Maurice porta in sé tutto il prestigio di un ufficiale antico: il latino Mauritius designava « il Moro », l'uomo venuto dalla Mauretania dalla carnagione scura. È il nome di san Maurizio d'Agaune, questo capo della legione tebeana martirizzato nelle Alpi, il cui culto ha segnato tutta l'area alpina e dato il nome a un'abbazia vallesiana fondata intorno al 515, uno dei più antichi monasteri d'Occidente ancora in attività.
Prenom-vedette della prima metà del XX secolo, Maurice odora di Francia delle guinguettes, del music-hall e dei nonni con il gilet — quella di Maurice Chevalier e del suo bombino. È rimasto a lungo in letargo, catalogato « nome di nonno ».
Ma ecco: Maurice fa parte di questi nomi retrò che tornano in grazia, portati dalla moda del vintage assunto. Caldo, malizioso, un po' battagliero, evoca oggi una bonomia rassicurante e un fascino disuetto piuttosto chic. Lo si immagina buon vivente, fedele in amicizia, con sempre una bella storia da raccontare.
Maurice, è la definizione stessa del pilastro. Laddove altri si agitano, lui prende i suoi tempi: energia tranquilla, ritmo posato, non ha nulla da dimostrare e lo dimostra con panache. La sua stabilità è leggendaria — una roccia, un valore sicuro, il genere di uomo su cui si può contare occhi chiusi per vent'anni. La sua lealtà, poi, sfiora il sacro: Maurice non abbandona mai i suoi.
Ma non ci si inganni: sotto il gilet vintage si nasconde un bel pinc-sans-rire. Il suo umore è la sua arma segreta, una battaglieria alla Chevalier, quel piccolo sorriso di traverso che disarma i drammi e centra il bersaglio a tavola. Non ha bisogno di essere il centro dell'attenzione — al contrario, fugge i riflettori — ma appena apre bocca, tutti tendono l'orecchio.
Poco ambizioso nel senso carriere del termine, Maurice misura il successo in modo diverso: alla qualità di un buon pasto, alla fedeltà delle sue amicizie, alla bellezza di un brano di Ravel. Diplomatico nato, attenua le tensioni con una parola messa al posto giusto e odia i conflitti inutili.
Il suo retaggio — un ufficiale romano martire, ma anche tutto un music-hall di una volta — gli conferisce questa doppia aura: la solidità del soldato e la tenerezza del buon vivente. Oggi che il nome ritorna in superficie, si riscopre questo fascino disuetto e caldo. Un Maurice è un fuoco nel camino: non fa rumore, ma scalda tutta la famiglia.
Ritratto giocoso, da prendere con il sorriso.
Maurice, nato dalla terra bruna e solare della Mauretania, non ama le tiepidezze. In amore, è una forza tellurica, sensuale e diretta. Non sussurra, affina. La sua seduzione non si basa sulla fioritura, ma sulla presenza fisica, quella carnagione basana che evoca il calore del sole e la profondità delle terre antiche. Attrae anime che cercano l'ancoraggio, la verità cruda di uno sguardo che non fugge. Maurice non gioca a nascondino; posa le sue carte, pesanti di desiderio e stabilità.

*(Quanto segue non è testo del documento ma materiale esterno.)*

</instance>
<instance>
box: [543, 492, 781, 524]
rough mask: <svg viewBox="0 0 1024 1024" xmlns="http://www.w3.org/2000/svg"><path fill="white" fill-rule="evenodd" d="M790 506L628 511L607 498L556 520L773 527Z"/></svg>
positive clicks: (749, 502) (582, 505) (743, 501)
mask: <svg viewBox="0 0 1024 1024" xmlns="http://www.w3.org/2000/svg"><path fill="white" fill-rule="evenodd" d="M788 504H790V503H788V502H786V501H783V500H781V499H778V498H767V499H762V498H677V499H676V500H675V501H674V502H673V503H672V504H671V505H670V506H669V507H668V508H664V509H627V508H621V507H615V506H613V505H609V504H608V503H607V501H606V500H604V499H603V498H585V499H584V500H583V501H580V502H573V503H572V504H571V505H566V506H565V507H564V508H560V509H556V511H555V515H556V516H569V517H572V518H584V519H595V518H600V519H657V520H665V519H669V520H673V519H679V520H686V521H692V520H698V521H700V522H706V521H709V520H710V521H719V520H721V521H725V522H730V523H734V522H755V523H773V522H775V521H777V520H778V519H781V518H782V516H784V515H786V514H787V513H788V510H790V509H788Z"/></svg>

Ciò che lo stanca è l'artificiale, il superficiale, i giochi di potere puerili. Si annoia mortalmente di fronte alla leggerezza senza sostanza. Cerca una partner che osi la notte, l'ombra e la passione autentica. Per lui, amare è possedere l'istante presente con un'intensità rara. Offre una passione terra-terra, robusta e inamovibile, laddove altri offrono bolle di sapone. Vuole del reale, del caldo, dell'umano nella sua più bella e grezza espressione.

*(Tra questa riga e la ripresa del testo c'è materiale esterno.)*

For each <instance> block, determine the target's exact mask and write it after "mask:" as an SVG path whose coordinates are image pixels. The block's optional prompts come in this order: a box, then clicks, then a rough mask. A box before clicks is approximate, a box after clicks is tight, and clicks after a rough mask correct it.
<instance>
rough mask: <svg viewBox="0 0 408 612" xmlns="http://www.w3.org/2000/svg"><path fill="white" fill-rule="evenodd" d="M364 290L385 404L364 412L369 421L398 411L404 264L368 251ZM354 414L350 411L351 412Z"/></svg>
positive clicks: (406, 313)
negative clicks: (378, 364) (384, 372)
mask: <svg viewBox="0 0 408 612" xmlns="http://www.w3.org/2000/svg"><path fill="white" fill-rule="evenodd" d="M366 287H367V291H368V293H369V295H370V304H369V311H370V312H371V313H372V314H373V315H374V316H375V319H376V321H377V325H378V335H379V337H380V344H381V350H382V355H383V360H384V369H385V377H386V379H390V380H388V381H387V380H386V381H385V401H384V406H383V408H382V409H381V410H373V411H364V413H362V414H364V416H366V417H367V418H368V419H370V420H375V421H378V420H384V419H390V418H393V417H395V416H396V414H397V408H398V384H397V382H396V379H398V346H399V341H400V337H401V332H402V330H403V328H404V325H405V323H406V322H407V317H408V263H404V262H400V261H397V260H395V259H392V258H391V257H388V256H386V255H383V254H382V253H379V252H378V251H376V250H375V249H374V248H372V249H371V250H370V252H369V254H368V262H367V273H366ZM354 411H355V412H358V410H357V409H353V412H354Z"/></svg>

Dal latino Mauritius, derivato da Maurus, « il Moro », che designava originariamente un abitante della Mauretania dalla carnagione scura.
Un ufficiale romano capo della legione tebeana, martirizzato intorno al 300 nel Vallese con i suoi uomini per la sua fede; patrono dei soldati.
Il 22 settembre, giorno di san Maurizio d'Agaune.
A lungo percepito come retrò, beneficia oggi del grande ritorno dei nomi vintage e conquista di nuovo i giovani genitori.
Sì: l'isola fu battezzata in onore di Maurizio di Nassau, principe delle Province Unite, il cui nome proviene dalla stessa radice.
Profilo ludico, a scopo di intrattenimento.